Santa Cruz de Tapacolmes became an important population center of the region. It was first a subdivision of the township of Chihuahua. In 1820, with the adoption of the Constitution of Cadiz, it was designated the seat of the new Municipalidad de Tapacolmes and a town hall was constructed. On July 12, 1831, a decree of the Congress of Chihuahua gave it the status of Villa and the town and municipality was renamed Santa Cruz de Rosales in honor of the insurgent revolutionary hero Víctor Rosales. The name was soon simplified by the locals to Rosales.

In 1848, after the signing of the Treaty of Guadalupe Hidalgo in February, the state of Chihuahua was again invaded by the US army under General Sterling Price, claiming an ongoing state of war between the two countries and rejecting the explanations of Chihuahua Governor Ángel Trías Álvarez, who had participated in signing the peace treaty and who confronted Price in his march to Chihuahua. Trias then retreated with his government to Rosales, where on March 16, 1848, Price's forces attacked the Mexican garrison under what has come to be known as the Battle of Santa Cruz de Rosales. The Mexicans resisted under the command of Trías until they were exhausted, at which point they had to surrender. After Price's superiors in the US learned of the action, Price was recalled back to El Paso with his forces and reprimanded for his insubordinate and unauthorized behavior.

In 1862, on his retreat to the north of Mexico in the face of the invasion of Mexico by the French forces of Napoleon III, President Benito Juárez arrived at Rosales, who was received with a banquet and dance in his honor. During the celebration, Juárez agreed to dance to the second song played during the festivities, a polka called "La Escobita" which was to his great liking. When he later moved to the city of Chihuahua, he had chance to hear the piece again but, as he did not know its name, he called the song La Segunda de Rosales, a name that acquired popular roots and how it is still known to this day.

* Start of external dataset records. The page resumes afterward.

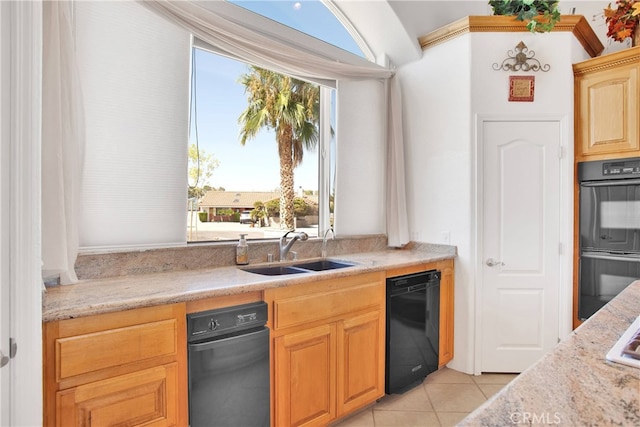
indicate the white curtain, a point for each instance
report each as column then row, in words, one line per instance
column 236, row 39
column 397, row 221
column 62, row 144
column 208, row 22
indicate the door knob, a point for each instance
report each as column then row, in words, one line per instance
column 492, row 262
column 3, row 359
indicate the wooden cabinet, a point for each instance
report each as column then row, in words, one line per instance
column 446, row 313
column 328, row 348
column 359, row 359
column 305, row 370
column 124, row 368
column 607, row 106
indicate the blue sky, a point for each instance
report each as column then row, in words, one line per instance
column 221, row 99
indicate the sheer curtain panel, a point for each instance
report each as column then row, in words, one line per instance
column 62, row 144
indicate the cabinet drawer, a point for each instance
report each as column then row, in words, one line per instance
column 81, row 354
column 308, row 308
column 148, row 397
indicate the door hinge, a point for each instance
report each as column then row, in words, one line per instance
column 13, row 348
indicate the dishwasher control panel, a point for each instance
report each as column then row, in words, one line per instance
column 223, row 321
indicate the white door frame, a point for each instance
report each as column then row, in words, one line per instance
column 25, row 282
column 565, row 298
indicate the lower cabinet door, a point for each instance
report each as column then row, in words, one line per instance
column 148, row 397
column 360, row 361
column 446, row 316
column 305, row 371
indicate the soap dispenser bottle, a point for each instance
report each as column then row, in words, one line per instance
column 242, row 251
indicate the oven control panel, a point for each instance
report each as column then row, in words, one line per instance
column 621, row 168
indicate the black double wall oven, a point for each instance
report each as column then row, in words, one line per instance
column 609, row 225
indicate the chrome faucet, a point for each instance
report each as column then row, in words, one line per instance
column 324, row 241
column 285, row 246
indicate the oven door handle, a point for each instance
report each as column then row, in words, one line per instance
column 611, row 183
column 609, row 257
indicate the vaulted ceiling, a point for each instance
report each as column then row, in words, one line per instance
column 392, row 27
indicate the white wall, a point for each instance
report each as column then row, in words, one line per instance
column 134, row 70
column 360, row 160
column 438, row 121
column 445, row 93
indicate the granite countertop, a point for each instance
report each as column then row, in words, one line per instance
column 574, row 384
column 97, row 296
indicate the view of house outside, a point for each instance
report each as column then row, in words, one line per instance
column 235, row 172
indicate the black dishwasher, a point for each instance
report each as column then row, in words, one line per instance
column 229, row 367
column 413, row 329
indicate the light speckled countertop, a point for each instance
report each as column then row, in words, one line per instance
column 96, row 296
column 574, row 385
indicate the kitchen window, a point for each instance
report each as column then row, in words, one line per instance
column 228, row 179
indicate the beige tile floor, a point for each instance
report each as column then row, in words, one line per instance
column 443, row 399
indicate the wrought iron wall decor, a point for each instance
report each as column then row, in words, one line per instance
column 521, row 59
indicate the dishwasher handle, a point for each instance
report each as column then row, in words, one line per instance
column 220, row 342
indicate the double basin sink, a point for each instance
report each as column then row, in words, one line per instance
column 301, row 267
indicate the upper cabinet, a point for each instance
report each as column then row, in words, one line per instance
column 607, row 104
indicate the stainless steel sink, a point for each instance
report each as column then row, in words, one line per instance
column 275, row 270
column 323, row 264
column 301, row 267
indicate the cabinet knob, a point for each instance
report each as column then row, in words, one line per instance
column 492, row 262
column 3, row 359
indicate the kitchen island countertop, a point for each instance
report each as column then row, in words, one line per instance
column 574, row 384
column 96, row 296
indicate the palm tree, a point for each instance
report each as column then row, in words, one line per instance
column 292, row 108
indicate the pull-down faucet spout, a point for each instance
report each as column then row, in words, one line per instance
column 324, row 241
column 285, row 246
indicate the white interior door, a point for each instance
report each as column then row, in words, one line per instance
column 520, row 243
column 4, row 212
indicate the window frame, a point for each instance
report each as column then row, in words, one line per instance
column 324, row 147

Towards the end of the 19th century and the first half of the 20th century, the importance of Rosales in the region declined to the benefit of the nearby Villa of Meoqui, where the central railway passed through. But in the second half of the 20th century, the region received a great boost. In the 1940s, the federal government built the Francisco I. Madero Dam, better known as the Las Vírgenes Dam, just five kilometers upstream from Rosales and which, together with other flood control structures recently built, created Irrigation District 05, today one of the most productive agricultural zones in the state of Chihuahua. (The Municipality of Delicias, formed in 1935 from parts of the Santa Cruz de Rosales and the Meoqui municipalities, became the greatest beneficiary of this water project.)

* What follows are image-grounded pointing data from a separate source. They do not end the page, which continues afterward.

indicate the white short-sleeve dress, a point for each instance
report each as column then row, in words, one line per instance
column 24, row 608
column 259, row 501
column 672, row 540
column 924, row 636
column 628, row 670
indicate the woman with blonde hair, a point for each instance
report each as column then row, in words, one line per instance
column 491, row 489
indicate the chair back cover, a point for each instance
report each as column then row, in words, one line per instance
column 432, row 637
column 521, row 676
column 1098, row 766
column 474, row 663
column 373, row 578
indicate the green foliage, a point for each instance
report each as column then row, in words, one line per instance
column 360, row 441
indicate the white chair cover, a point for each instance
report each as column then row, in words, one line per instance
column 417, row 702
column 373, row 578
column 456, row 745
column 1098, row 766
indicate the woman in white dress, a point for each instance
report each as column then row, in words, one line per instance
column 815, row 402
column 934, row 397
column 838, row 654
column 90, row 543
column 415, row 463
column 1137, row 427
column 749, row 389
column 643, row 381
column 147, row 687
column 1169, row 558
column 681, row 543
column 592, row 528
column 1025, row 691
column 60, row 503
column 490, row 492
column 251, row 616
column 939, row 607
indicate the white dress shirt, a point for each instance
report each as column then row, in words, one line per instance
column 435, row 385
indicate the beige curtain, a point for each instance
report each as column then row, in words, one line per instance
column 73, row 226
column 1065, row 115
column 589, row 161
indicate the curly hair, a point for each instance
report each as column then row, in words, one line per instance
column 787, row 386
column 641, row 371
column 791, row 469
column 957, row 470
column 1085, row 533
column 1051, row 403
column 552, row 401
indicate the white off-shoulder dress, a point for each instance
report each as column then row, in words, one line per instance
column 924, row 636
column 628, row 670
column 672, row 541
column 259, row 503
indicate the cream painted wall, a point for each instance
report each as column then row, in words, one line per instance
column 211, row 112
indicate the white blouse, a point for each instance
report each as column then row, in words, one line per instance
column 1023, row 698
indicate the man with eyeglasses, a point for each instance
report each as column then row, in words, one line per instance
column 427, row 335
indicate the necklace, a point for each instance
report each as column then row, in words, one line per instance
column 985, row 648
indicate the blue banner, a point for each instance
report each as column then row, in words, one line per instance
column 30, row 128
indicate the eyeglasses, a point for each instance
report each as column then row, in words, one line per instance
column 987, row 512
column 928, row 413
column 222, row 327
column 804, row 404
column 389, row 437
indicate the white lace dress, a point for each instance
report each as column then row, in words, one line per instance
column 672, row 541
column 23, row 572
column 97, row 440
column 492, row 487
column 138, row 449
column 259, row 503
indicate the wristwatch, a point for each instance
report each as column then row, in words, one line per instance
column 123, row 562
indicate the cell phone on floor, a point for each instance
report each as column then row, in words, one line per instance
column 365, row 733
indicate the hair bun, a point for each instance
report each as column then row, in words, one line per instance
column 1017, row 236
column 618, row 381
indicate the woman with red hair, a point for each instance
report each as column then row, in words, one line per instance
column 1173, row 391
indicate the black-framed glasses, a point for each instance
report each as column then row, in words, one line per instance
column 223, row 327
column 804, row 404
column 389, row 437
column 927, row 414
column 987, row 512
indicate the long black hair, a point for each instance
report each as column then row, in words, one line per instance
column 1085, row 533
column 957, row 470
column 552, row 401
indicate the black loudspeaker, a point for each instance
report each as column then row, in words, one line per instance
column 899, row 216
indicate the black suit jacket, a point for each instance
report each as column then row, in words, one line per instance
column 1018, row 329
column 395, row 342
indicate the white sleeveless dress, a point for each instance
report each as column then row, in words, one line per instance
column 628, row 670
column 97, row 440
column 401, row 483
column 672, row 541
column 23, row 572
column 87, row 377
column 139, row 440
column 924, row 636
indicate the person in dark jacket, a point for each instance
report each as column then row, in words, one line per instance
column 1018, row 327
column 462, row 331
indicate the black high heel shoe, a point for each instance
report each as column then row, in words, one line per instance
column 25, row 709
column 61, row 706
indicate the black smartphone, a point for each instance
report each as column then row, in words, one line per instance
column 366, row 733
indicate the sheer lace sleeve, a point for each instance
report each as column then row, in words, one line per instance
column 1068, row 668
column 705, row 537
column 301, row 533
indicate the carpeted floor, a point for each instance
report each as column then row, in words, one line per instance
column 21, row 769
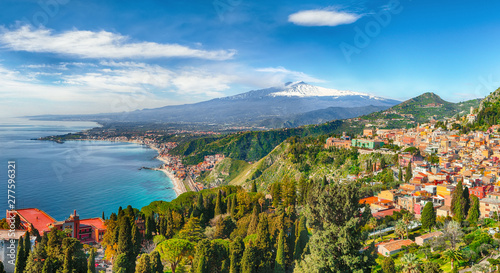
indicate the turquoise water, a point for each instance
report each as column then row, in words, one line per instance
column 89, row 176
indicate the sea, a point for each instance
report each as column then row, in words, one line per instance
column 90, row 177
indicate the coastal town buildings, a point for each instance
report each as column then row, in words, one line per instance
column 86, row 230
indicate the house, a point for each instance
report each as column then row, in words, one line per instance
column 421, row 240
column 392, row 247
column 488, row 206
column 387, row 195
column 444, row 211
column 86, row 230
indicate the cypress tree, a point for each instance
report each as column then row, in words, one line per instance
column 48, row 266
column 254, row 186
column 156, row 265
column 249, row 262
column 143, row 264
column 236, row 254
column 91, row 262
column 125, row 245
column 27, row 246
column 428, row 218
column 218, row 204
column 20, row 261
column 466, row 201
column 457, row 202
column 67, row 263
column 302, row 239
column 473, row 214
column 409, row 174
column 203, row 252
column 254, row 221
column 276, row 193
column 279, row 266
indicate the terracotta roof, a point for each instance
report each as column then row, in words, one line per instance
column 38, row 218
column 395, row 245
column 368, row 200
column 96, row 222
column 384, row 213
column 430, row 235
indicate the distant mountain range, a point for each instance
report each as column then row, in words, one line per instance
column 293, row 105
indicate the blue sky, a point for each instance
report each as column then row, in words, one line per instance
column 68, row 56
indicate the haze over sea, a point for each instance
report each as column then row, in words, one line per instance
column 89, row 176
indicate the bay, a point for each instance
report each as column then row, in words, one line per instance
column 89, row 176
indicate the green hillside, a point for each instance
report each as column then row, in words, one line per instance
column 252, row 146
column 419, row 110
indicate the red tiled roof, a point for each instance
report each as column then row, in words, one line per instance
column 96, row 222
column 38, row 218
column 368, row 200
column 384, row 213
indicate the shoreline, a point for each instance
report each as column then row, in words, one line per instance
column 179, row 187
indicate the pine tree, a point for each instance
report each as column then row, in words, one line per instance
column 218, row 204
column 91, row 262
column 457, row 202
column 428, row 218
column 236, row 254
column 280, row 266
column 337, row 217
column 264, row 244
column 20, row 261
column 473, row 214
column 254, row 186
column 302, row 238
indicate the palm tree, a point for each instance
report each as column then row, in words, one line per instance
column 410, row 263
column 453, row 255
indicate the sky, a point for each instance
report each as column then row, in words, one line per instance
column 80, row 57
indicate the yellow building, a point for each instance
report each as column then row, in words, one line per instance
column 444, row 190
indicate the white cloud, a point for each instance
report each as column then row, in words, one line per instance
column 318, row 17
column 102, row 44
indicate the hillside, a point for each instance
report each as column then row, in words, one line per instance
column 252, row 146
column 488, row 113
column 251, row 109
column 419, row 110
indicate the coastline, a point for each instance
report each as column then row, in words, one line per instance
column 179, row 187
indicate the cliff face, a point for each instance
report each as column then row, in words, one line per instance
column 490, row 99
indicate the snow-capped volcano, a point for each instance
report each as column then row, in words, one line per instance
column 270, row 107
column 301, row 89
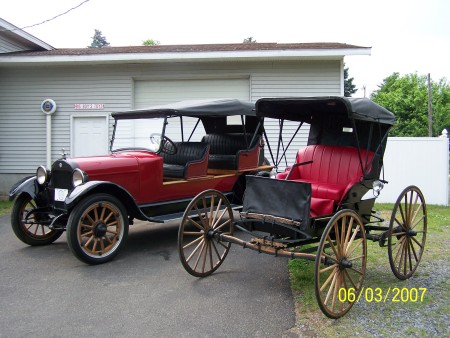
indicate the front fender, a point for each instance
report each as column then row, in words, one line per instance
column 27, row 185
column 105, row 187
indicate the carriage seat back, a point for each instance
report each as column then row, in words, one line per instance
column 190, row 160
column 232, row 151
column 332, row 172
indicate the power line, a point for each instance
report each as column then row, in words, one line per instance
column 45, row 21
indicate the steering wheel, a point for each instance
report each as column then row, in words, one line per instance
column 166, row 144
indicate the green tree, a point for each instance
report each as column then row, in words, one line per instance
column 407, row 97
column 150, row 42
column 249, row 40
column 98, row 40
column 349, row 87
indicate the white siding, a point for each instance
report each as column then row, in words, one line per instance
column 22, row 89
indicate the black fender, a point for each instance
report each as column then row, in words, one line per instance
column 28, row 185
column 106, row 187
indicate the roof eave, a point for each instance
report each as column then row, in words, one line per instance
column 318, row 54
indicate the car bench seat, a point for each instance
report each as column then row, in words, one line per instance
column 331, row 170
column 231, row 151
column 190, row 160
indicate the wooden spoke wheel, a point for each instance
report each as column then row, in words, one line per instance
column 340, row 265
column 31, row 225
column 208, row 214
column 97, row 229
column 407, row 232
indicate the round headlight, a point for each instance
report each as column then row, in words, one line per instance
column 78, row 177
column 42, row 175
column 377, row 187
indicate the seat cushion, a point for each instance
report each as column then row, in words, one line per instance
column 173, row 170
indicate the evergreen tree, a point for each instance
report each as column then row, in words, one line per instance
column 349, row 87
column 98, row 40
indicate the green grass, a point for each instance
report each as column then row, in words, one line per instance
column 379, row 275
column 5, row 207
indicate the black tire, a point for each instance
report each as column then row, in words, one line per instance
column 97, row 229
column 26, row 224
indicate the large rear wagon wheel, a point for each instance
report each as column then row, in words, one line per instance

On January 22, 1992, a new decree of the Congress of Chihuahua restored the original name of Santa Cruz de Rosales to the community.

==Geography==
=== Location ===
Santa Cruz de Rosales is located in the central area of the state of Chihuahua and in the valley formed by the San Pedro River, one of the main rivers in the state and a tributary of the Conchos River. The town is located in the northern margin of the municipality of Rosales at the geographical coordinates and sits at an altitude of 1,180 meters above sea level. Two state roads connect Santa Cruz de Rosales with its closest neighbors, Meoqui and Delicias, which are 25 and 15 kilometers away respectively. The road that joins Santa Cruz de Rosales to Meoqui also connects it with Congregación Ortíz, the second most populated town in the municipality.

== Demographics ==
According to the results of the Population and Housing Census conducted by the National Institute of Statistics and Geography in 2010, the total population of Santa Cruz de Rosales is 5,570 inhabitants, with 2,746 men and 2,824 women. This makes it the 27th-largest municipality in Chihuahua by population.